Autre élément non négligeable, un acteur
croit qu'on peut recourir à la facilitation à titre
préventif pour atténuer les conflits de personnalité entre
les individus en charge au chantier, de sorte que le recours à un
facilitateur peut contribuer à restaurer un climat positif dans ce
milieu de travail qui se trouve souvent isolé. Cette perception
démontre bien l'importance des relations humaines dans la relation
d'affaires et qu'un climat positif dans ce milieu de travail isolé reste
un objectif partagé par les deux parties en affaires.
Enfin, deux interviewés s'entendent pour dire que la
société d'État offre déjà, avec le
comité des réclamations, l'équivalent d'une
médiation aux fournisseurs et que, par conséquent elle n'a pas
besoin d'inclure une clause de médiation dans ses contrats. À cet
effet, elle possède toutes les ressources pour gérer avec ses
spécialistes un processus transparent et équitable réglant
les différends avec ses fournisseurs.

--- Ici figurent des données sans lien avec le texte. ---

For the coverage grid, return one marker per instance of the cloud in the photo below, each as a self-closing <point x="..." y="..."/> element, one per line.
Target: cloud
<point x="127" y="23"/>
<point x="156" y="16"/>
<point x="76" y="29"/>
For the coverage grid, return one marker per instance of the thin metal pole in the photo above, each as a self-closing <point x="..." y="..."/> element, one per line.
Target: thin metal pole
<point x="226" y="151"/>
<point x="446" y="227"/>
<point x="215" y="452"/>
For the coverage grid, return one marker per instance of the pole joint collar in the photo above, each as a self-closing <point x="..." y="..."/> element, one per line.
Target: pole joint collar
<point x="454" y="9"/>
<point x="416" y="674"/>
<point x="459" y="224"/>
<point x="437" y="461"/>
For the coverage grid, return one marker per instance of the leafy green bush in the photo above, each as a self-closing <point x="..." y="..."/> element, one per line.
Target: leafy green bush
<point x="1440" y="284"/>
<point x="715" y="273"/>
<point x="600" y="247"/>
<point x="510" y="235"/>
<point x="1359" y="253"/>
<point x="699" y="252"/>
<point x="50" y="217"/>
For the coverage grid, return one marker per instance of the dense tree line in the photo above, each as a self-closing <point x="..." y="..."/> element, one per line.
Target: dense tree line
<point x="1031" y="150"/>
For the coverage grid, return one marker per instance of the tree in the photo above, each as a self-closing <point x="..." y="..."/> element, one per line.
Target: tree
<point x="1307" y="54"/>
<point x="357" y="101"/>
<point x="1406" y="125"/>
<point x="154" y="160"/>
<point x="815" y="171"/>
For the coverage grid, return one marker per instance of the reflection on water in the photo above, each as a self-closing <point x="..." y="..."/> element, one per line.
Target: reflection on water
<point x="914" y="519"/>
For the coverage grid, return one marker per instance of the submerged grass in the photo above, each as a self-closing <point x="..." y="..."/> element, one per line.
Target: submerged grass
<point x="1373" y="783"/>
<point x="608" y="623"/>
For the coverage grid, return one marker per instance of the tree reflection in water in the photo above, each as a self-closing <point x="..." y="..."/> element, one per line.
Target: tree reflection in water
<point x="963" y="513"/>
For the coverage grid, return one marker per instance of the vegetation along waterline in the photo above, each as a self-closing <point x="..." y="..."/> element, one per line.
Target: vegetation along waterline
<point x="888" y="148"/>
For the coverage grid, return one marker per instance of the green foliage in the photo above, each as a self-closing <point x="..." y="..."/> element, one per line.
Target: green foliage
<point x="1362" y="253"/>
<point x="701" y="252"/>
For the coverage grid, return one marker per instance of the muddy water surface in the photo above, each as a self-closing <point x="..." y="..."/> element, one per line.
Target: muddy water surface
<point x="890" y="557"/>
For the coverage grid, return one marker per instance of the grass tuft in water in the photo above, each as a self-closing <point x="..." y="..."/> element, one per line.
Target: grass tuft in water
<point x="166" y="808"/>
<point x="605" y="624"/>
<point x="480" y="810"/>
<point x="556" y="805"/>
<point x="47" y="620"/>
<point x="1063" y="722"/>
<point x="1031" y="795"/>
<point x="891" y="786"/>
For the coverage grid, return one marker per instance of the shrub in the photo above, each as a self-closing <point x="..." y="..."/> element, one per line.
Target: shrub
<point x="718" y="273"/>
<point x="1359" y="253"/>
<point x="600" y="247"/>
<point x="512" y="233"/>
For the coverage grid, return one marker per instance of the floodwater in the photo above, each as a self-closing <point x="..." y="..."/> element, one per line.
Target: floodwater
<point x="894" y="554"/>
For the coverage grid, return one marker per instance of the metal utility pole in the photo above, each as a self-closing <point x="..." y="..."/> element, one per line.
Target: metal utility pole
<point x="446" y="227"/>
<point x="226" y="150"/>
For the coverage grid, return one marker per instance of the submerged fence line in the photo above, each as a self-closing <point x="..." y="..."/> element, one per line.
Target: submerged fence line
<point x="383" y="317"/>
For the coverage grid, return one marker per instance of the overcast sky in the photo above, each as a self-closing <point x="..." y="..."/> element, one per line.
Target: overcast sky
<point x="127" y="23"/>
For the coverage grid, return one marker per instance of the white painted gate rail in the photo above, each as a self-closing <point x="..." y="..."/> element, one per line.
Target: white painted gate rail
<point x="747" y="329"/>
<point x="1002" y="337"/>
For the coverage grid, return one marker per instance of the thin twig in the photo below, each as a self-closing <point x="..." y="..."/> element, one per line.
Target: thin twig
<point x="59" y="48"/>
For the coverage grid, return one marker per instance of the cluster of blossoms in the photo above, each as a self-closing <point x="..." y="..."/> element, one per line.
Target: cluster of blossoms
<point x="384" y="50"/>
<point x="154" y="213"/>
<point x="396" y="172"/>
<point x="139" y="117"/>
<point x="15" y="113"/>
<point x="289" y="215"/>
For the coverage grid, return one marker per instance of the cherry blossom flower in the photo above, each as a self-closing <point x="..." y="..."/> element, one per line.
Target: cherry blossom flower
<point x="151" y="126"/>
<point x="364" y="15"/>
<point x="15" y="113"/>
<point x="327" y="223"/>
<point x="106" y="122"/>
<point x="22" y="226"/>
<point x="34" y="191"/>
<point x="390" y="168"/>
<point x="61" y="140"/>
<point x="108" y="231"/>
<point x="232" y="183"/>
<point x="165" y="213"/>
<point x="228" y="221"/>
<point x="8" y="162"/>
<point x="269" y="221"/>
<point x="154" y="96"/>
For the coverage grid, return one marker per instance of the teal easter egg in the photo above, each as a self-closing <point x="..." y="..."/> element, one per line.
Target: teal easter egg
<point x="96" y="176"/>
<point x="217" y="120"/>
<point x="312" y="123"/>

Cependant, si la
société d'État ne dispose pas suffisamment des
spécialistes pour gérer un processus équivalent à
la médiation, l'instauration d'une clause de médiation dans les
contrats sera alors justifiée. Cette perception de la médiation
montre bien la crainte des acteurs clés de voir l'entreprise de
l'État perdre un pouvoir dans la gestion des affaires des biens communs,
ce qui explique l'insuffisance de représentation du médiateur et
du processus de la médiation avec tout son potentiel.
Donc, la volonté exprimée par
Hydro-Québec de considérer ses fournisseurs comme des
alliés et son désir exprimé d'avoir une relation durable
de partenariat, fondée sur la confiance, le partage de risque,
l'équité, la transparence, la satisfaction de la clientèle
et la dignité des personnes impliquées dans le projet, est
motivée par les conditions du marché lui permettant d'accomplir
sa mission fondamentale. Comme elle fait face de plus en plus à un
marché menacé par des pénuries de travailleurs
qualifiés, elle a senti récemment le
besoin de tenir des réunions de concertation avec les
autres grands donneurs d'ouvrage comme la Ville de Montréal et le
Ministère des Transports du Québec pour tenir compte de cette
réalité dans la planification de leurs projets de construction.
Elle est donc très intéressée à préserver
des liens de partenariat avec les bons fournisseurs qualifiés et fiables
qui sont en mesure de l'accompagner dans sa mission en garantissant son
approvisionnement en biens et services stratégiques.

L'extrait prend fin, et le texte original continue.